Among the movie’s executive producers is Ahmet Zappa, Frank’s son.

“My hat’s off to [Schütte] because what he had to do, he’s like the Sherlock Holmes of Zappa in identifying the right kind of content for the movie that he was making,” Zappa said.

Schütte’s film, Zappa said, serves as a chronicle of his father’s evolving relationship with the media.
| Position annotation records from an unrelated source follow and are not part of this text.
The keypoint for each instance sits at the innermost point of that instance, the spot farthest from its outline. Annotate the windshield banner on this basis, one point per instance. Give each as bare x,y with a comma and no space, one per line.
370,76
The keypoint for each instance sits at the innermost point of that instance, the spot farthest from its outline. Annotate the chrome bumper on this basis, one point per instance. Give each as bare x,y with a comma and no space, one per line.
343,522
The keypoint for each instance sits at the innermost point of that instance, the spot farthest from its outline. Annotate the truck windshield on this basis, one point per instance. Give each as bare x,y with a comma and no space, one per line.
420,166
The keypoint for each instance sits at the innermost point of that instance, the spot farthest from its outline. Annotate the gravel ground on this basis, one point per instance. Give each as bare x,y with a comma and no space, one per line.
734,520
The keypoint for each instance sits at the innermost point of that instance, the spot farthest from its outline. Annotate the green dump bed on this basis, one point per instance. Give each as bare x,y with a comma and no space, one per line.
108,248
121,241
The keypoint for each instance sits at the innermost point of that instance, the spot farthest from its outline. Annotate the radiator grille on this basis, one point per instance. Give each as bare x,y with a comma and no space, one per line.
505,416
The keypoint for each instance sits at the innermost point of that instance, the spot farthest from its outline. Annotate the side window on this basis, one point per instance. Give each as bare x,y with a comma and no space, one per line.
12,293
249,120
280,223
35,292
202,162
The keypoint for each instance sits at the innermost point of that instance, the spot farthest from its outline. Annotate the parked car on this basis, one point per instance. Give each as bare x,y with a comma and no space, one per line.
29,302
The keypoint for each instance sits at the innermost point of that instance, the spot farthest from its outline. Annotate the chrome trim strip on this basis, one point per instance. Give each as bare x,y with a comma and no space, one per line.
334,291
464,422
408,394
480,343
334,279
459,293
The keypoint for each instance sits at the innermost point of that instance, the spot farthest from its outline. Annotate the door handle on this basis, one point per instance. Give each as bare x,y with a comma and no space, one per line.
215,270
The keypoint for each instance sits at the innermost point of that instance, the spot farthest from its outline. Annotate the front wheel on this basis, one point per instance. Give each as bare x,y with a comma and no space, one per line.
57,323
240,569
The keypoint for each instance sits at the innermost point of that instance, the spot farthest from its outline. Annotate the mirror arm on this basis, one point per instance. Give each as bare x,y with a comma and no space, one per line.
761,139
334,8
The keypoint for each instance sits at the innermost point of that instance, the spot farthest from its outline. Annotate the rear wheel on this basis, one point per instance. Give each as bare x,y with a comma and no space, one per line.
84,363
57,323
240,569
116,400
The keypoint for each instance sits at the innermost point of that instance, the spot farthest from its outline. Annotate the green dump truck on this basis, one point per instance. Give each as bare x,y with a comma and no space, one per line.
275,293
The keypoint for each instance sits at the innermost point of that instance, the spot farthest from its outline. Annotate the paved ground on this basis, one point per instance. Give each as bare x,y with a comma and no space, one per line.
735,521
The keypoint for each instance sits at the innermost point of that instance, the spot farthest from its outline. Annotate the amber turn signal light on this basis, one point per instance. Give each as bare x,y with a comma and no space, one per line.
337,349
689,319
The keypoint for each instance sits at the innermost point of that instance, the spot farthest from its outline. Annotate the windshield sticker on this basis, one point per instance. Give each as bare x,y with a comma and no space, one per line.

“I lived through it, so in between each one of these interviews he was my dad,” Zappa said. “I knew what was happening at home, what he was talking about, what he was fighting for certainly in the later years of his life. So to see that relationship changing with the media was fascinating.”

Before he was famous, Frank Zappa appeared on “The Steve Allen Show” to demonstrate how to make music with a bicycle. | @ Retro Video, Inc-2/Courtesy of Sony Pictures Classics

Before he was famous, Frank Zappa appeared on “The Steve Allen Show” to demonstrate how to make music with a bicycle. | @ Retro Video, Inc-2/Courtesy of Sony Pictures Classics

Running from his 1963 appearance on “The Steve Allen Show” to a 1993 interview on “The Today Show” shortly before his death, “Eat That Question” shows Frank Zappa as a man of fierce intellectual focus, never one to waste a word or a note.

“Frank never said an ‘um’ or a ‘like.’ He just, to me, said it perfectly,” Zappa said.”In my own life, to make my point a little clearer, I can tell you so many times when I’ve said, ‘Oh, I wish I would have said that,’ or, ‘If I just changed this in my statement I would have been clearer.’ … That was not an issue for Frank.

“So that’s fascinating to me. When you watch him he’s so in the moment and everything was at his disposal to articulate exactly what he was thinking or feeling. Seeing this movie, I got this sense that it’s like walking into a bear trap in some instances.”